The department is part of the Metro USAR Strike Team, which consists of nine North Jersey fire departments and other emergency services divisions working to address major emergency rescue situations.

==Stations and apparatus==
As of February 2020 below is a complete listing of all station and apparatus in the Paterson Fire Department.

| Engine Company | Ladder Company | Ambulance | Special Unit | Chief Unit | Battalion | Address | Neighborhood |
|---|---|---|---|---|---|---|---|
| Engine 1 | Tower Ladder 1 | EMS-1 | EMS Supervisor Car 9, Supply Unit, Spare Apparatus 5 |  | 2nd | 850 Madison Ave. | Madison Ave. |
| Engine 2 |  | EMS-2 | Spare Apparatus 2, Spare Apparatus 3 |  | 3rd | 221 Union Ave. | Hillcrest |
| Engine 3 |  | EMS-3 | Haz-Mat 1 |  | 1st | 127 Trenton Ave. | Lakeview |
| Engine 4 | Tower Ladder 2 | EMS-4 | Spare Apparatus 4 | Battalion 3 | 3rd | 48 Temple St. | Northside |
| Engine 5 | Ladder 3(Tiller) | EMS-5 |  | Battalion 2 | 2nd | 236 Lafayette St. | Riverside |
| Squad 6 |  | EMS-6 | Rescue 2, Rescue 1 (Metro USAR Collapse Rescue Strike Team Unit), Squad 6A (Special Operations Flood Rescue Unit) & Zodiac Boat | Battalion 1 | 1st | 124 Getty Ave. | South Side |
| Engine 7 |  | EMS-7 | Air Cascade Unit, Mobile Command Unit, Arson Investigation Car 68, | Deputy Chief/Tour Commander, Battalion 4(Safety Chief) | 3rd | 300 McBride Ave. | Stoney Road |

===Disbanded Fire Companies===
Throughout the history of the Paterson Fire Department, several fire companies have been disbanded due to departmental reorganization, budget, and renumbering.

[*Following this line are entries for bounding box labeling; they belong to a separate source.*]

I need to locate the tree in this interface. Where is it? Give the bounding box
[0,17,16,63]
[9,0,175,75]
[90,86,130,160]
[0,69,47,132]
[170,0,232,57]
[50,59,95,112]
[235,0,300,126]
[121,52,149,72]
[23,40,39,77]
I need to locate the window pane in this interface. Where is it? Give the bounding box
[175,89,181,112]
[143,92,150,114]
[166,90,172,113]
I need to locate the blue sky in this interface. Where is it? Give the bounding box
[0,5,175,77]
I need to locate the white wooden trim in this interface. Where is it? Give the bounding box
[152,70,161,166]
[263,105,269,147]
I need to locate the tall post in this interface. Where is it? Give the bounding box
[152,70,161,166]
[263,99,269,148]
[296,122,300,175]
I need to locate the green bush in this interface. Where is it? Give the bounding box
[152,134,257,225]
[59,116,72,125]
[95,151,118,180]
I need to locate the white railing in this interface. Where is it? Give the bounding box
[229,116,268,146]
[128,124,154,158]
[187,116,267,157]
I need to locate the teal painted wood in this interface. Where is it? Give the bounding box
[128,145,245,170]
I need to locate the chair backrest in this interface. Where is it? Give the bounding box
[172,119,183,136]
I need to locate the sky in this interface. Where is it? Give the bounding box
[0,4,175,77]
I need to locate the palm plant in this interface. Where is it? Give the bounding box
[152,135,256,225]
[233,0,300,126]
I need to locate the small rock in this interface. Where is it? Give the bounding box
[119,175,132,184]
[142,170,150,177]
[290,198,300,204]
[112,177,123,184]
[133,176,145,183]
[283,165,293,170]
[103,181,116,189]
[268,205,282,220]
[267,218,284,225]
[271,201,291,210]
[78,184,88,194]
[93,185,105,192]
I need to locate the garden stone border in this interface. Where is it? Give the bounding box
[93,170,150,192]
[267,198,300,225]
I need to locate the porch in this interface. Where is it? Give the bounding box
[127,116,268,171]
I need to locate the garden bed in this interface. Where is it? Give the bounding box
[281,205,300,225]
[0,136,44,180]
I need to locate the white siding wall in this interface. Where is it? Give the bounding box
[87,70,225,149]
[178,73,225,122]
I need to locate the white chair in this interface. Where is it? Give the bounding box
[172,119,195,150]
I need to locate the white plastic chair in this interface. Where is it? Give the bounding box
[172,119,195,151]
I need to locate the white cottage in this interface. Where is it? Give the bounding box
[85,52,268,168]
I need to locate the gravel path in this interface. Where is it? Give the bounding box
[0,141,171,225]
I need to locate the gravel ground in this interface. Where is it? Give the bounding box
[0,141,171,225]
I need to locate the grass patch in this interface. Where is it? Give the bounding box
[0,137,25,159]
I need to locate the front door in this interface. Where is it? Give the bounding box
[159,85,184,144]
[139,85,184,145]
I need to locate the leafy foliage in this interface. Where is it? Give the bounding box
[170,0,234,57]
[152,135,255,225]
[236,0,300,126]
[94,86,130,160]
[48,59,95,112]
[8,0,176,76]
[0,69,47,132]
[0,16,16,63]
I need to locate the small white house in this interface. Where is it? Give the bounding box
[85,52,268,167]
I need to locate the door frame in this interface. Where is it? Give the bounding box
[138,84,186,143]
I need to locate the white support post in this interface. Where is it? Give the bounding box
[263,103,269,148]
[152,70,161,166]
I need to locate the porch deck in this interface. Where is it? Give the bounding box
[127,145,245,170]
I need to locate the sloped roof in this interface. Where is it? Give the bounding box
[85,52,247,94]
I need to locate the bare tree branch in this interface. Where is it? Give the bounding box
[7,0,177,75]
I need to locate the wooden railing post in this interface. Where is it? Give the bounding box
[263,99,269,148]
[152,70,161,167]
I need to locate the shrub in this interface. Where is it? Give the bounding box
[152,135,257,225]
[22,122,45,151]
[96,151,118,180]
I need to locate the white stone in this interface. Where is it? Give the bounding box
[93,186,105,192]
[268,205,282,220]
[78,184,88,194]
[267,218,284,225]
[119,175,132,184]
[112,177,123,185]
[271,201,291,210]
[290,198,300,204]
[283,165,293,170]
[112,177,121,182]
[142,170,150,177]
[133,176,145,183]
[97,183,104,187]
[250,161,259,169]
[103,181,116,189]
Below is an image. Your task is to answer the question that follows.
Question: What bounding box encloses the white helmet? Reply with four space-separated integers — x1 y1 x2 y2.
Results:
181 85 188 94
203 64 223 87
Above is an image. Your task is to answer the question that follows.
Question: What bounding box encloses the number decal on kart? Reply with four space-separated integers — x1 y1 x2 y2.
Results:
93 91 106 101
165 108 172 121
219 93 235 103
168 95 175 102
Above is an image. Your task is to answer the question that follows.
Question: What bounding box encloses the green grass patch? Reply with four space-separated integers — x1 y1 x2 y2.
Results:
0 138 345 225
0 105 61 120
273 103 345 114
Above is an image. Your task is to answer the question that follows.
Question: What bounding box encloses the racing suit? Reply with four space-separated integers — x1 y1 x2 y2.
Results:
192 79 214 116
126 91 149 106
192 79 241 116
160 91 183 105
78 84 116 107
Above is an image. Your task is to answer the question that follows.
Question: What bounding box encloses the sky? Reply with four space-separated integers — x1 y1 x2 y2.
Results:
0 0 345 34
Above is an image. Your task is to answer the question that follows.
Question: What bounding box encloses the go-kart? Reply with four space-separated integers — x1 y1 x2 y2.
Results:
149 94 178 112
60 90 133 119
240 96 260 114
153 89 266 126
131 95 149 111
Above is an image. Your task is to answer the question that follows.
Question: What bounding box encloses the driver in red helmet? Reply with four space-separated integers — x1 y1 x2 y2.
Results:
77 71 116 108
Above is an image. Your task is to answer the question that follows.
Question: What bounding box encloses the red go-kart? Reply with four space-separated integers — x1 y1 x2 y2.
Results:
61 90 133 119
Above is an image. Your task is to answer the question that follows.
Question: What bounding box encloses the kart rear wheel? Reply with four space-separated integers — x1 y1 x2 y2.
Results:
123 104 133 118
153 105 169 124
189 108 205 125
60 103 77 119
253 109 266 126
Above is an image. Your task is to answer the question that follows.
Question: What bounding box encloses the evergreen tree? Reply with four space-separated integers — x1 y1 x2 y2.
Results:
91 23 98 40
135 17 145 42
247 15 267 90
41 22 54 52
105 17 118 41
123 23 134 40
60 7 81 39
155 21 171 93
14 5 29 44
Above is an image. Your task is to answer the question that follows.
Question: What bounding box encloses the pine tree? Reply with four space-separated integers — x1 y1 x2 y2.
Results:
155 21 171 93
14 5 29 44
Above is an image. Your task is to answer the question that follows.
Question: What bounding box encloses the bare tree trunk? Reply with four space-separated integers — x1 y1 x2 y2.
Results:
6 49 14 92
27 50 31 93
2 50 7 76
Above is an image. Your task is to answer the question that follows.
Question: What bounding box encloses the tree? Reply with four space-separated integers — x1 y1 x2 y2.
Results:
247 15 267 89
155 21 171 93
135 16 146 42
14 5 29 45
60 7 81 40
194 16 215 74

Listed are some recent company changes.
- Engine Company 8 - 221 Union Ave. - Disbanded 2006
- Engine Company 9 - 77 Highland St. - Disbanded 1989
- Engine Company 10 - 236 Lafayette St. - Disbanded 1984
- Engine Company 11 - 97 Grand St. - Disbanded 1982
- Engine Company 12 - 36 Circle Ave. - Disbanded 1982
- Engine Company 13 - 125 Trenton Ave. - Disbanded 1982
- Squad Company 1 - 115 Van Houten St. - Disbanded 1982
- Satellite Unit 9 - 77 Highland St.